Tuesday, April 9, 2013
By Paul Martin

by Phoenix Capital Research

As Cyprus has now shown us, when systemic collapse hits, it hits FAST and FURIOUS.

The quick timeline for Cyprus is as follows:

June 25, 2012: Cyprus formally requests a bailout from the EU.
November 24, 2012: Cyprus announces it has reached an agreement with the EU the bailout process once Cyprus banks are examined by EU officials (ballpark estimate of capital needed is €17.5 billion).
February 25, 2013: Democratic Rally candidate Nicos Anastasiades wins Cypriot election defeating his opponent, an anti-austerity Communist.
March 16 2013: Cyprus announces the terms of its bail-in: a 6.75% confiscation of accounts under €100,000 and 9.9% for accounts larger than €100,000… a bank holiday is announced.
March 17 2013: emergency session of Parliament to vote on bailout/bail-in is postponed.
March 18 2013: Bank holiday extended until March 21 2013.
March 19 2013: Cyprus parliament rejects bail-in bill.
March 20 2013: Bank holiday extended until March 26 2013.
March 24 2013: Cash limits of €100 in withdrawals begin for largest banks in Cyprus.
March 25 2013: Bail-in deal agreed upon.
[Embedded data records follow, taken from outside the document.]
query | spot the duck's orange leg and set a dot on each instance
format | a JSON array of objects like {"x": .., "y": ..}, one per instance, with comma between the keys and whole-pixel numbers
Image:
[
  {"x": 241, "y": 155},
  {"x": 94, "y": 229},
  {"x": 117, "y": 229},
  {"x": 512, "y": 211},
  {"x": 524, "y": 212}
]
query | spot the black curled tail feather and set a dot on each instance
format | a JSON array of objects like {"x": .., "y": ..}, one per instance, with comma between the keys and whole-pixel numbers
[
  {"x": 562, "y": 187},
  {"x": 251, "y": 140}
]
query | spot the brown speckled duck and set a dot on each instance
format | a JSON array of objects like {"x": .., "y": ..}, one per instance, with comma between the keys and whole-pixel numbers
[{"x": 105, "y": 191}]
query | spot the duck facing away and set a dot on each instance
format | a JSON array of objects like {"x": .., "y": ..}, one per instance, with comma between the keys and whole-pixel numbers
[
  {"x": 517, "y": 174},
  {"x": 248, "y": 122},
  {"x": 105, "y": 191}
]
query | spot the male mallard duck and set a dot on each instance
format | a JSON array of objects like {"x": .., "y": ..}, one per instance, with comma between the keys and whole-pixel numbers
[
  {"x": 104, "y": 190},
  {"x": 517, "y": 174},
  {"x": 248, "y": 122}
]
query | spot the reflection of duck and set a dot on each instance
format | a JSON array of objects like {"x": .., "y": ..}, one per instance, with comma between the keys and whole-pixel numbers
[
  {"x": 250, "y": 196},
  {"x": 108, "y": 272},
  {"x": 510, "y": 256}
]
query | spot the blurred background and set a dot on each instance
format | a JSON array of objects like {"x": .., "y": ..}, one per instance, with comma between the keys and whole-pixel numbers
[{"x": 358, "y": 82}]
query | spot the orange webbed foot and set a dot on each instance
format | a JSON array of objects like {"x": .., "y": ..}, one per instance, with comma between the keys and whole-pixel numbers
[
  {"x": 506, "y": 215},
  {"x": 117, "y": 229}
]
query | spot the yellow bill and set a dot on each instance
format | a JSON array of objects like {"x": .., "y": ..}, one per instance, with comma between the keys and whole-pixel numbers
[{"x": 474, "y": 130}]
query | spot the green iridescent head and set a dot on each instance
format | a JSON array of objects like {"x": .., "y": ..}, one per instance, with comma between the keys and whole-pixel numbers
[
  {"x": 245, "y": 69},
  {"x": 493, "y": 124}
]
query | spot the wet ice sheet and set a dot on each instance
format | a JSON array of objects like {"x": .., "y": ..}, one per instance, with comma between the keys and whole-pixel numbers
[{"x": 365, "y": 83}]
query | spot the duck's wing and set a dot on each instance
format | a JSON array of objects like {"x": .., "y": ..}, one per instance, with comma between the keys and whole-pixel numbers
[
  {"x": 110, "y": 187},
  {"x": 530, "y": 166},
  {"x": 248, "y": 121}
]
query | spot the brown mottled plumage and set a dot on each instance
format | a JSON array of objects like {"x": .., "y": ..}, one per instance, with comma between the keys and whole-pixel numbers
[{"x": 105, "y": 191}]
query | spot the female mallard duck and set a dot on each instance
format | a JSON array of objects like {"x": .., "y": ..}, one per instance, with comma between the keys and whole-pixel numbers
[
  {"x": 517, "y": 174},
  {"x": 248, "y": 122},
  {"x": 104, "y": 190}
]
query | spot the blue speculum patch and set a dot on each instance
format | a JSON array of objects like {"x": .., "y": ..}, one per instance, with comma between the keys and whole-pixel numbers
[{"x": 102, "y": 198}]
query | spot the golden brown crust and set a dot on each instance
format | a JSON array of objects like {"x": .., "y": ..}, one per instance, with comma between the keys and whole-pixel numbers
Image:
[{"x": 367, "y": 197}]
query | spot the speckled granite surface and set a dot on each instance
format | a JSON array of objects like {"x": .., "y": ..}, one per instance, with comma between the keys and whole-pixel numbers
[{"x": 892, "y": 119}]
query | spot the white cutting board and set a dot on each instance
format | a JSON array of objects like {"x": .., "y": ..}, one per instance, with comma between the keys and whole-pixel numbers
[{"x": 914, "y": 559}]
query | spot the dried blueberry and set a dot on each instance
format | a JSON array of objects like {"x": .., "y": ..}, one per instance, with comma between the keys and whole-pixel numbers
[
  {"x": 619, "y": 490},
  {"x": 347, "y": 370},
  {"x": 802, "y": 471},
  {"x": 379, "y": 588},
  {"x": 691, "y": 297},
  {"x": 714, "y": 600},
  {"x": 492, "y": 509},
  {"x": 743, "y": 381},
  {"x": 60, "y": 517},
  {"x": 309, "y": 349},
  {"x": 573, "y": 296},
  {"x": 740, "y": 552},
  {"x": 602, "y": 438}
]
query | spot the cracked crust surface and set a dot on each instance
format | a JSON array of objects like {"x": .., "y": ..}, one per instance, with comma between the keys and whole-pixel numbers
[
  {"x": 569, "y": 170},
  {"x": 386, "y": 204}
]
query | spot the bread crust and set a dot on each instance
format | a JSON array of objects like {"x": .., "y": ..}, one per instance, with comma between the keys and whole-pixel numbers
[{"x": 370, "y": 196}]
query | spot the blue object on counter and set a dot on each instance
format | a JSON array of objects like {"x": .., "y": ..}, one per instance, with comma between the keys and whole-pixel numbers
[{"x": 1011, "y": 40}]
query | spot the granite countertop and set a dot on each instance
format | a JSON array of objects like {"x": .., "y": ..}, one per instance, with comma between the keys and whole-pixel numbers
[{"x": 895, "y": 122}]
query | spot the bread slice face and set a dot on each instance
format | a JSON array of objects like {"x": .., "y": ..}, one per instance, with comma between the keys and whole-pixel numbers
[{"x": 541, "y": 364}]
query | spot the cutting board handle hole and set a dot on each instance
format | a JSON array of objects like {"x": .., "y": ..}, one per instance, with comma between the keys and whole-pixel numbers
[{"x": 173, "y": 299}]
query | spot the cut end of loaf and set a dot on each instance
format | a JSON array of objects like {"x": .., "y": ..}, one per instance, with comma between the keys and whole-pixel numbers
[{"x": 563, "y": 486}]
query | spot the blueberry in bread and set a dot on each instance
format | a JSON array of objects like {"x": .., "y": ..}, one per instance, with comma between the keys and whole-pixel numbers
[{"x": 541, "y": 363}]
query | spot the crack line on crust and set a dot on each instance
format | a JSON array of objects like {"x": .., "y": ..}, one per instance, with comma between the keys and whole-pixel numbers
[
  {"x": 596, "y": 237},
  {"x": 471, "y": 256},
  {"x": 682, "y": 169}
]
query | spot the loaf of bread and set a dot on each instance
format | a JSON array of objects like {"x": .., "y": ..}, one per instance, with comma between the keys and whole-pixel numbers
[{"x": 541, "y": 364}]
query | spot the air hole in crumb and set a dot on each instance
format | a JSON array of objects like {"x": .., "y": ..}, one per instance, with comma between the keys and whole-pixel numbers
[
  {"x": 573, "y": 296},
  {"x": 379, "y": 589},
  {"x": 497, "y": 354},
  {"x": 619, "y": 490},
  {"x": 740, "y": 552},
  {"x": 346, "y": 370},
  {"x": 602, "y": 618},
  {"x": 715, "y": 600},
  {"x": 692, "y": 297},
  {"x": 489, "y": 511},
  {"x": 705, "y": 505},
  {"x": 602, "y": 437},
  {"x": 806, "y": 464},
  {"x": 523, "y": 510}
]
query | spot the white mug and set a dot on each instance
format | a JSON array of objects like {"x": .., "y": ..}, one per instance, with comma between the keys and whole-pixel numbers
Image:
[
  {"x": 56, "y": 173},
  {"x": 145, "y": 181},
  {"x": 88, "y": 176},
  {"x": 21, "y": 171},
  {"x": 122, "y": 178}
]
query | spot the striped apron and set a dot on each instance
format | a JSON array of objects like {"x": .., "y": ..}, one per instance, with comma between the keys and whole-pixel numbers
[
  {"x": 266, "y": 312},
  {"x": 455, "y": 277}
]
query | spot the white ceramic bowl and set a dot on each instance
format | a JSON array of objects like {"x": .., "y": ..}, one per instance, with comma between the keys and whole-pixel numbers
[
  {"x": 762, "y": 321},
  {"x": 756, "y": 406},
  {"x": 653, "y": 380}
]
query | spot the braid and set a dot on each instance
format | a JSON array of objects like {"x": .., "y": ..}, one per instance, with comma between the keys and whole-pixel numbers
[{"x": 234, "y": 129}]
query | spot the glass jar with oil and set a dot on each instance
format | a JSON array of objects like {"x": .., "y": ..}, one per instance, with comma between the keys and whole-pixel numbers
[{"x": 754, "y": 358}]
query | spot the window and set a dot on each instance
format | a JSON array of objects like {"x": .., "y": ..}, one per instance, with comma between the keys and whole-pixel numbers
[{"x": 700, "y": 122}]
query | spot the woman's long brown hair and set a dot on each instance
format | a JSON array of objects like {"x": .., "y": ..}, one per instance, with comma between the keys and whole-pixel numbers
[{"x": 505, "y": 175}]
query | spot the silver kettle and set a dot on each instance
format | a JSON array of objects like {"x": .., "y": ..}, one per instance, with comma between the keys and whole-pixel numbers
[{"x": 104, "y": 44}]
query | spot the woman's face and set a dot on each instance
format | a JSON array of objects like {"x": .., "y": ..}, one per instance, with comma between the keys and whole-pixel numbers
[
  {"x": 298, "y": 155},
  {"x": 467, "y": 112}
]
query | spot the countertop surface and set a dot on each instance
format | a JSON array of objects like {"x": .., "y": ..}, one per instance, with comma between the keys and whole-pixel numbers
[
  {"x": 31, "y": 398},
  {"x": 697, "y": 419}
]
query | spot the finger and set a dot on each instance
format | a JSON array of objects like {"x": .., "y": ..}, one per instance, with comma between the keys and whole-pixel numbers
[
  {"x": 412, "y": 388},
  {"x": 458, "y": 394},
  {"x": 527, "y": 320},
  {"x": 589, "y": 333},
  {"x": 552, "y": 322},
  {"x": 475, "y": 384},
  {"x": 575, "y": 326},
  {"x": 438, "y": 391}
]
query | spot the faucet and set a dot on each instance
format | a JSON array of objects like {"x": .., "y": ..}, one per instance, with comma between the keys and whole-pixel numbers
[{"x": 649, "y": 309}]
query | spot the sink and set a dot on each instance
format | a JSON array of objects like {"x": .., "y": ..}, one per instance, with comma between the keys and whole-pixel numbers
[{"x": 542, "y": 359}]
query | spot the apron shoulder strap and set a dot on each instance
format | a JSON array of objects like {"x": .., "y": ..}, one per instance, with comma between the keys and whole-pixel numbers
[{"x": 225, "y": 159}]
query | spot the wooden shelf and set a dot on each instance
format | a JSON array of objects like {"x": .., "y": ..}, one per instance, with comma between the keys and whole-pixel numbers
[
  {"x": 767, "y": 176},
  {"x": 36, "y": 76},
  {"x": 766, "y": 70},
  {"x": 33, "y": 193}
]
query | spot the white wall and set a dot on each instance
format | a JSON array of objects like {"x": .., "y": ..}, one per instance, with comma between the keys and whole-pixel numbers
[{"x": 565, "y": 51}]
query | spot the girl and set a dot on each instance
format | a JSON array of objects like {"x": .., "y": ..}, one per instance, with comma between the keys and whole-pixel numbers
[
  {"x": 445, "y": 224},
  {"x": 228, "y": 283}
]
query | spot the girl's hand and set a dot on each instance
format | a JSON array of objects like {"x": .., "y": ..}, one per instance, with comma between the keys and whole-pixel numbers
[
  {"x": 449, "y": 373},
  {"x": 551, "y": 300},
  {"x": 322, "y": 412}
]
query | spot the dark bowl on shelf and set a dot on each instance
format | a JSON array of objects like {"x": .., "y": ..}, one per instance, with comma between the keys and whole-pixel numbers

Those depositors with over €100,000 either lose 40% of their money (Bank of Cyprus) or lose 60% (Laiki).

The most important thing I want you to focus on is the speed of these events.

Cypriot banks formally requested a bailout back in June 2012. The bailout talks took months to perform. And then the entire system came unhinged in one weekend.